Perché avete deciso di intervenire pubblicamente sulla sanità lombarda?
L’ultima delibera regionale, la n. 4986/2025, è un ulteriore passo verso lo smantellamento del Servizio Sanitario Nazionale pubblico. Invece di rafforzare la sanità pubblica con investimenti e personale, la Regione favorisce fondi integrativi, mutue e assicurazioni. Ciò che dovrebbe essere un’integrazione rischia di diventare una sostituzione delle cure pubbliche.
La Regione giustifica queste misure parlando di un uso crescente della sanità integrativa da parte dei cittadini. È così?
La domanda è mal posta. Le persone ricorrono alla sanità privata perché le liste d’attesa nel pubblico sono diventate insostenibili, e questo accade a causa della carenza di personale e risorse. Invece di risolvere il problema assumendo medici e infermieri o potenziando le strutture pubbliche, la Giunta sta incentivando ulteriormente il ricorso al privato. È un circolo vizioso costruito scientemente.
Voi parlate di un sistema “a tre classi”. In cosa consiste?
Sta emergendo un modello sanitario a tre velocità:
- Chi può pagare di tasca propria si rivolge direttamente al privato.
- Chi ha fondi sanitari integrativi o polizze aziendali può saltare la fila.
- Chi dipende esclusivamente dal Servizio Sanitario Nazionale resta nelle liste d’attesa, sempre più lunghe.
Questo modello nega i principi di universalità, uguaglianza ed equità alla base della nostra sanità pubblica.

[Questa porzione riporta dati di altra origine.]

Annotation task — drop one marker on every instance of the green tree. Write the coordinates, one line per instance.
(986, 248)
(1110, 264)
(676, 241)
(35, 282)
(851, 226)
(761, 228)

Che impatto potrebbe avere tutto questo sul welfare aziendale e sulle polizze sanitarie integrative?
È un aspetto gravissimo e spesso ignorato. Le polizze sanitarie contrattuali sono nate per integrare il pubblico, non per sostituirlo. Se il sistema pubblico arretra, queste coperture verranno utilizzate per prestazioni essenziali, con un aumento enorme dei costi. I premi assicurativi salirebbero rapidamente e il welfare aziendale, oggi un beneficio, rischia di trasformarsi in un costo insostenibile sia per le aziende che per i lavoratori.
C’è anche un rischio storico che state evidenziando, corretto?
Sì. Prima del 1978 avevamo le mutue, un sistema frammentato e diseguale. Fallì, sia economicamente sia sul piano dei diritti. Il Servizio Sanitario Nazionale nacque per garantire uguaglianza e sostenibilità. Tornare oggi a un modello mutualistico mascherato è un errore che può portare di nuovo al collasso economico e a diseguaglianze drammatiche.
Qual è allora la vostra proposta?
Rafforzare seriamente la sanità pubblica. Servono più assunzioni, investimenti strutturali, riduzione vera delle liste d’attesa e utilizzo trasparente delle risorse pubbliche. Il welfare aziendale deve tornare a essere un supporto, non la stampella su cui regge il diritto alla salute.
Il vostro messaggio finale ai cittadini e ai lavoratori?
La salute non è un privilegio né un vantaggio aziendale: è un diritto. Difendere il Servizio Sanitario Nazionale significa difendere tutti, e anche preservare il valore del welfare aziendale conquistato negli anni. Ci mobiliteremo per invertire questa deriva. Il modello misto proposto oggi porta diseguaglianze: noi difendiamo un sistema pubblico equo, universale e solidale.